Atividade de casa 4 - Kayo Oliveira
Confissões Fidelíssimas
“- Que lugar estranho. Aqui está quente... Vou tirar meu casaco. Quem é aquela... Espera... O que você vai fazer? Não! O bico do golfinho, não. Por que você fez isso? Cortar um animal inofensivo na guilhotina, seu monstro.
-O que você deseja? – a silhueta
saiu da sombra púrpura. Era uma bruxa, daquelas de desenho. Com vassoura e
tudo.
-Que eu desejo? Desapareça. – a
bruxa seguiu para o fundo e passou por uma cortina – Então é ali a saída?!
Segui em direção à cortina e
quando passei, lá estava ela novamente. Dessa vez amarrada a um tronco. Fui me
aproximando e senti algo pesar na mão, olhei, era uma tocha, acesa, iluminando
o ambiente com uma forte luz vermelho alaranjada. Quando levantei o olhar
novamente, a bruxa havia desaparecido e a tocha agora iluminava o corpo desnudo
de Elisa.
-O que? – perguntei em ar de
exclamação, ela é exatamente a mesma.
-Você vai me matar? – ela
pergunta em tom ingênuo.
-Eu...? – levantei a tocha para
observá-la melhor, estamos mais próximas do que eu percebi – Não!
Ela sopra a tocha, apagando-a e
tornando o ambiente escuro.”
-Ahn! Arf! – acordo puxando ar,
assustada e o solto em uma arfada de alívio em seguida. – Estou na igreja, foi
só um cochilo... Que horas... Dez da noite?! Eu deveria estar em casa!
Levanto do banco, com dificuldade
e olho ao redor. A igreja está fechada, a iluminação interna vem dos vitrais e
dos dois oratórios nas laterais.
O sonho que me despertou não sai
da cabeça. O golfinho, Elisa soprando a tocha… Está gravado na memória como se
eu realmente tivesse vivido isso. Não vejo Elisa desde que tínhamos uns 15,
éramos melhores amigas inseparáveis, mas uma noite ela me confessou ter beijado
meu namorado e brigamos feio. Foi então que eu disse que ele se casasse comigo,
e o homem acatou. Hoje temos uma família feliz, com problemas, como todas têm,
mas feliz.
Olho para o lado e pude ver,
deixado no banco, um panfleto onde se encontra grafado em letras desenhadas
marrom-escuras "Excursão para Ouro Preto - MG".
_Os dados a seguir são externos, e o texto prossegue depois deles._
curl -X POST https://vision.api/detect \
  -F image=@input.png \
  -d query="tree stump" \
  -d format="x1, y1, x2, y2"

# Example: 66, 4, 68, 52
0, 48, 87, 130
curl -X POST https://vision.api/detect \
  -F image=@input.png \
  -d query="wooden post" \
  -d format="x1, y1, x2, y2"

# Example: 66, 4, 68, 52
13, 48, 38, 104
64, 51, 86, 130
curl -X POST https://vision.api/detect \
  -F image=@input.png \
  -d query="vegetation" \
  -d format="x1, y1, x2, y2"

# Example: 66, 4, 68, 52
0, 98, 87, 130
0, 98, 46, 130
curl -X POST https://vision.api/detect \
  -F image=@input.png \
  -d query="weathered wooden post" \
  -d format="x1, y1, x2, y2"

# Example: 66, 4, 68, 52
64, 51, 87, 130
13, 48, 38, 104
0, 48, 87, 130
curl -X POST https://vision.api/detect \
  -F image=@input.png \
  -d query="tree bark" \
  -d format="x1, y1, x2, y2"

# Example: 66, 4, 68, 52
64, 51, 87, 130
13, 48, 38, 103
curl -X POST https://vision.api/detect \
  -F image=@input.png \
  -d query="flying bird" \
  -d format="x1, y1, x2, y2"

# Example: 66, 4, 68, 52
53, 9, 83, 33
Meu filho foi pra lá estudar arte
em Janeiro. Um mês depois contou pra gente que estava namorando um garoto.
Desde então meu marido não fala mais com ele. Diz que respeita, mas não pode
aceitar. Já eu não acredito que possa haver respeito sem aceitação, mas temo
dizer para outras pessoas e acabar levando sermão do padre, então apenas
mantenho contato com meu filho, assim como a irmã dele.
Ontem ele nos contava sobre uma
obra de uma das igrejas de lá, que ele visitou junto com o namorado. Era bom
vê-lo falar tão livremente comigo, ele sempre foi tão na dele e agora está tão
feliz. A caçula também parecia mais feliz e leve desde que parou de vir. Eu não
consigo entender, isso me deixa meio enfurecida às vezes, e até com um pouco de
inveja.
Passei a vida me esforçando para
me adequar e não invejar, mas sempre foi meio inevitável. Olhando agora para
imagens, lembro-me das estátuas de Michelangelo e Bernini. Todas sempre
belíssimas, com corpos “esculturais” - no sentido mais figurado possível - e
uma sensualidade desnecessária. São sempre invejáveis. E nós somos obrigados a
olhar e ouvir que devemos nos contentar com o que Deus nos deu. Isso é
enfurecedor!
Elisa era belíssima e por isso eu
entendi meu marido me trair com ela. Se eu fosse homem, também me interessaria.
Eu jamais assumiria isso para outra pessoa, me sentir assim é errado, e
pecaminoso. Quantos pecados minha mente me trouxe.
-Preciso me redimir, meu Senhor!
- as estátuas destapadas desde a páscoa parecem me julgar - Esse local é santo.
O demônio está atentando meus pensamentos. Eu pequei…
O padre abre a porta da
sacristia, iluminando o ambiente. Convenço-o a atender a minha confissão.
Confessei pecados que nem eram meus. Meu coração corria e falhava em busca de
um compasso. Descansei à Pietá. Acendi uma vela a um santo desconhecido. Todos
me viraram a cara, mas eu saí em paz, por enquanto.